We are getting used to the idea of floods of Biblical proportion occurring in places other than Bangladesh, where they have become virtually annual events. This month (January, 2011) alone has seen vast flooding in Australia (its most expensive natural disaster ever), Brazil (the deadliest ever, nearly 800 dead), Sri Lanka (a once-in-100-years event), South Africa (worst in 30 years) and the Philippines (40 dead, half a million displaced).
We have even become accustomed to abnormal, devastating flooding in the United States: New England last spring, Iowa in March, Nashville in May, Oklahoma City and Arkansas (20 dead) in June, Milwaukee in July, Iowa in August, Minnesota in September, North Carolina in October and, yes, California in December.

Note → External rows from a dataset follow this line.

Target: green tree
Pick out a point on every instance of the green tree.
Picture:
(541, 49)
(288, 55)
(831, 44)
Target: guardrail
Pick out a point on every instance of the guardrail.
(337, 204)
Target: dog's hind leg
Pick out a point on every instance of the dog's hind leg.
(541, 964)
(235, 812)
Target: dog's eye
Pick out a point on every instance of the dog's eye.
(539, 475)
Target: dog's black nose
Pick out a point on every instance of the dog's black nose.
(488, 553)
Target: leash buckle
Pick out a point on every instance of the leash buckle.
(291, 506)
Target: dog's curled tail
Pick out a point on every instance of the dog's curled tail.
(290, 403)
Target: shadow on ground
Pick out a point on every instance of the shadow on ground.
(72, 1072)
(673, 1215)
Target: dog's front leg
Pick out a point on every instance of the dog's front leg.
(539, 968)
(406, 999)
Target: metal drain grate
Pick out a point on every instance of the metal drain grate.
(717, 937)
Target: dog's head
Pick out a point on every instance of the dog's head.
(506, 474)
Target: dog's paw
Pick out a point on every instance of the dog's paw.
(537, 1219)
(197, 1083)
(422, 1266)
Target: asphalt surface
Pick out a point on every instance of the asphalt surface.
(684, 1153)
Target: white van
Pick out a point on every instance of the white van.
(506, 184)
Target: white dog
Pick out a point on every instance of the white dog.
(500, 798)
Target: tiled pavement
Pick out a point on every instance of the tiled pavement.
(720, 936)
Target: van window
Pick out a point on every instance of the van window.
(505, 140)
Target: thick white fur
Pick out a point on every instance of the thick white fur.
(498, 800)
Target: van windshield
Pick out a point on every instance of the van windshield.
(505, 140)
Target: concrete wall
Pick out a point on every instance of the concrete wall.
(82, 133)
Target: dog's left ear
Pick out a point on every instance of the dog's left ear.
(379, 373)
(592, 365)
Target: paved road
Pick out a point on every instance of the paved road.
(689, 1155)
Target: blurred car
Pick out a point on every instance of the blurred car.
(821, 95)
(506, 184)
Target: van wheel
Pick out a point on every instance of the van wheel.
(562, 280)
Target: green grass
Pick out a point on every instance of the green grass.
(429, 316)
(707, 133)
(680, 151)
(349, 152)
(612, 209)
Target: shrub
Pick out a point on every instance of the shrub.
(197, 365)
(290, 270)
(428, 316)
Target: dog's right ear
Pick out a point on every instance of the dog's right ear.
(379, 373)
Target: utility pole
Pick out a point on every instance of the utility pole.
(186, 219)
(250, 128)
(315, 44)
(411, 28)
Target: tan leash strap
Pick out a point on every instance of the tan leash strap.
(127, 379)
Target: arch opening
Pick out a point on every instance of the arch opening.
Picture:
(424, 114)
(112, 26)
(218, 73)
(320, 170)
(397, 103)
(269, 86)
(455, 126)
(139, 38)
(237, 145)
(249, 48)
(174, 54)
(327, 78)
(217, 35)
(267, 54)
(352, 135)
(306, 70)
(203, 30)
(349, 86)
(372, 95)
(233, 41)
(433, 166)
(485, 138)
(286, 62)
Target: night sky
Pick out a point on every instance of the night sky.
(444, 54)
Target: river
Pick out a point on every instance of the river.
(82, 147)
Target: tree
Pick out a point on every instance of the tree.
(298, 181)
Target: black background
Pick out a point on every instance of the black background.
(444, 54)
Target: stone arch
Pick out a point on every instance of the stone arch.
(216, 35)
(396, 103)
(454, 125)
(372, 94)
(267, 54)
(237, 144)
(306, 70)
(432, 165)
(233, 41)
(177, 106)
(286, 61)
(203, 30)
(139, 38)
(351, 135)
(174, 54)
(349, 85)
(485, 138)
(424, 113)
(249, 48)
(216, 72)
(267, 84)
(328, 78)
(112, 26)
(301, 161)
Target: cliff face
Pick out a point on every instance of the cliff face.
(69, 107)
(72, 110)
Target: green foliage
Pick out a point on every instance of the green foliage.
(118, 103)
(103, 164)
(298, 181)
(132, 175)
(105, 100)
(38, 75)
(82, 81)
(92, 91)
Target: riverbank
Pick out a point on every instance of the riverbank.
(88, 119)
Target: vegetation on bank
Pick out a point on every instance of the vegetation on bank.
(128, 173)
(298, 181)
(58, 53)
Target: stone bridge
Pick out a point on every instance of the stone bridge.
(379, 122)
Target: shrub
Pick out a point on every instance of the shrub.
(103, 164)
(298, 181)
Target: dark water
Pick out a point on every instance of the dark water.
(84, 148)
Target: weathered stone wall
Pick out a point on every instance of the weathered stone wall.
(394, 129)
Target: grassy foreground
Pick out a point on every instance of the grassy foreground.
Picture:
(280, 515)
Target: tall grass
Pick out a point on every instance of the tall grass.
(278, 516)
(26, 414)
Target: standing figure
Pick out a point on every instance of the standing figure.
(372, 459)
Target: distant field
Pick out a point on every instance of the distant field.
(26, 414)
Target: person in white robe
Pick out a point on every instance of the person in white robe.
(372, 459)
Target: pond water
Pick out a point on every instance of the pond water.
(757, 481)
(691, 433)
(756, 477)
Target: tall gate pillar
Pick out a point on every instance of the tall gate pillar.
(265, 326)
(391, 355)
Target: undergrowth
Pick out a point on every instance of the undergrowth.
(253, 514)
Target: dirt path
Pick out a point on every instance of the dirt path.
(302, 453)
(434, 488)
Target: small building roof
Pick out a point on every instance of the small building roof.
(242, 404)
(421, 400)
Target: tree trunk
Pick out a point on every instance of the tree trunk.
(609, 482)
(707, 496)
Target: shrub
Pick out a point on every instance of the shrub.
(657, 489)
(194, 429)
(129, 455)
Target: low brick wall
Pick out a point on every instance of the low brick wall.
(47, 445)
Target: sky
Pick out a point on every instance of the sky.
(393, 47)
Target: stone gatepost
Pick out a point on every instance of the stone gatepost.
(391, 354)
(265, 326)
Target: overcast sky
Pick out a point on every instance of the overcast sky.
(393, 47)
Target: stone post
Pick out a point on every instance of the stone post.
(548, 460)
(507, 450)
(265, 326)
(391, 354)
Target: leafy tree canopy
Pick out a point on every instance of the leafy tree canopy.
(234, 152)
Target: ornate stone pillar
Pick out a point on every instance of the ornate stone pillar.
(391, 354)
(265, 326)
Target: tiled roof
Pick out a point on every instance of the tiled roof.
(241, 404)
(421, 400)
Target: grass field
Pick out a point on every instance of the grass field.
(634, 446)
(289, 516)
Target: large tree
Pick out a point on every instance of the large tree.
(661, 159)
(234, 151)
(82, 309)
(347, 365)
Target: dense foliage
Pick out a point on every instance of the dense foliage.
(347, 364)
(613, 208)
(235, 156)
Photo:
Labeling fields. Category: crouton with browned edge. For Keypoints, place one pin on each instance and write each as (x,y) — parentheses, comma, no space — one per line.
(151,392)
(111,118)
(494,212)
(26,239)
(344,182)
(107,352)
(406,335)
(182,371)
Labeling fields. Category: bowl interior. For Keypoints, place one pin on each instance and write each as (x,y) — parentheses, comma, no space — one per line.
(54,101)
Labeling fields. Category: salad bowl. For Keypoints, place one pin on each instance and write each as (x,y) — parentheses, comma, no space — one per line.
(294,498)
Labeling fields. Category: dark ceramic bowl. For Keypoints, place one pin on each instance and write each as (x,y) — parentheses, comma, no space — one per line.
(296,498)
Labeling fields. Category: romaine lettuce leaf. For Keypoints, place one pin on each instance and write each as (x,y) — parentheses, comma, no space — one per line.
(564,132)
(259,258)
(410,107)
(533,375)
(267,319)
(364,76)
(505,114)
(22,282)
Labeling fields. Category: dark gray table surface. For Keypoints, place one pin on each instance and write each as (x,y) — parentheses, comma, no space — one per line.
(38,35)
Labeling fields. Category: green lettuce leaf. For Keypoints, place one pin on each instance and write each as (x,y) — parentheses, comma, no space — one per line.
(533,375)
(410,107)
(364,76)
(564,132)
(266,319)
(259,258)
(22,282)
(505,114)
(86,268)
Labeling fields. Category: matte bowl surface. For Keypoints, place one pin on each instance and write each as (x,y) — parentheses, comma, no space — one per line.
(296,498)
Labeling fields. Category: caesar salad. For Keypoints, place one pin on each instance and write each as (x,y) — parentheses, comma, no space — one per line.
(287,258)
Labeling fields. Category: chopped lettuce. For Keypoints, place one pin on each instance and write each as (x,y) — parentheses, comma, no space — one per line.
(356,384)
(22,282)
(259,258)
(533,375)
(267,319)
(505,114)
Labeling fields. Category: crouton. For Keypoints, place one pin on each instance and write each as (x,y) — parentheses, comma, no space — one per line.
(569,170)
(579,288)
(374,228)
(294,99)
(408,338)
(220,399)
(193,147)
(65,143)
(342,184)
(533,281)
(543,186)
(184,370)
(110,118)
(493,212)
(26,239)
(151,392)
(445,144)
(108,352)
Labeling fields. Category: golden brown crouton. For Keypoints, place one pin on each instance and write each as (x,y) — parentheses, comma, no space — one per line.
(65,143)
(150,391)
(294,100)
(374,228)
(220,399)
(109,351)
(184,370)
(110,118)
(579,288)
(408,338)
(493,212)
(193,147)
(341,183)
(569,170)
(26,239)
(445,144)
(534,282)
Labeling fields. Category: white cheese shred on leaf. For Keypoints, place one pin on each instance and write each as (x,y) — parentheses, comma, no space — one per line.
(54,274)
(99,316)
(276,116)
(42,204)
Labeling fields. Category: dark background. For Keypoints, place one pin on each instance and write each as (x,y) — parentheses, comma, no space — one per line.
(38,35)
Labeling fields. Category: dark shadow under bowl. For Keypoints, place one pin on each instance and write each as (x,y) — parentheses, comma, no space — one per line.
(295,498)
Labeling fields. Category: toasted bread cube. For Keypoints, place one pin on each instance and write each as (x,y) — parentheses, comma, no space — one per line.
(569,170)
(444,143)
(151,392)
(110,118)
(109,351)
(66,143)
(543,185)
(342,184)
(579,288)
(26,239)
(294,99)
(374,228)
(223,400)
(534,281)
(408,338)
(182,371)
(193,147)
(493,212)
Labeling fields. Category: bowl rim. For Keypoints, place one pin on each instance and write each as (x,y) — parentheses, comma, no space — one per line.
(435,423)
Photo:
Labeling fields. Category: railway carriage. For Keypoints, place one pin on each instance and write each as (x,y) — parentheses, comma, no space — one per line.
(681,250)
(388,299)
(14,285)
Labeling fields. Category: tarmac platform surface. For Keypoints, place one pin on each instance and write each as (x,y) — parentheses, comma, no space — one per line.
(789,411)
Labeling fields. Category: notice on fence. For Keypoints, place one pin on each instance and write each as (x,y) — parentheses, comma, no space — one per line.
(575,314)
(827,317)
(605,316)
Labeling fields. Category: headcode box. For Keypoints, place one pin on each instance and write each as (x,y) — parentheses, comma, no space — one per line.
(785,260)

But to understand what could happen to California, and how a flood could be more destructive than a major earthquake, you have to go back to 1861. That is the last time there occurred what meteorologists archly refer to as an “ARkStorm” or an atmospheric river storm (they could have called it Noachian, but people would have had to look it up). In 1861 into 1862, it rained in California for 45 days, turning the Central Valley into a lake, wiping ut one third of the state’s real estate and bankrupting the government. According to Lucy Jones, chief scientist of the USGS Multi-Hazards Demonstration Project, “We think this event happens once every 100 or 200 years or so, which puts it in the same category as our big San Andreas earthquakes.”
When the USGS ran a scenario on the impact such a storm would have on California today, the results were awesome — as in shock and awe. 117 scientists, engineers, public-policy experts and insurance experts aided by sophisticated computer mapping and modeling came up with the following numbers: :
- Nine million homes flooded
- 600 square miles of the Central Valley under water.
- $300 billion in property damage.
- $100 billion more in agricultural losses.
- $325 billion more in business interruption losses.
- 1.5 million refugees.
- Thousands of miles of levees and flood control devices submerged.
- Many months to restore power, water, sewer and other lifelines.
- Decades to repair the damage
USGS Director Marcia McNutt called the scenario “hypothetical but very plausible.”
What she did not say directly, but was implicit in the USGS warning, was that global climate change is rapidly raising the probability of this and other disasters. Last year there were two monster storms, with the size and power of tropical hurricanes, in the mid-latitudes. On October 26 a weather station in Minnestoa reported the lowest barometric pressure (28.2 inches or 955 millibars) ever recorded in the interior United States, as hurricane-force winds lashed eight states. Could a superstorm happen here? It already has.
The USGS is urging California to “prepare” for the eventuality, as it urges earthquake preparedness. But California isn’t going to prepare, because it doesn’t have enough money to pay the light bill in the governor’s mansion. And any preparation it would make would be insufficient.
As argued in Brace for Impact: Surviving the Crash of the Industrial Age by Sustainable Living, it is not possible to save everybody, but it is a simple matter to save anybody who wants to be saved: get the hell out of California (and don’t move to Minnesota).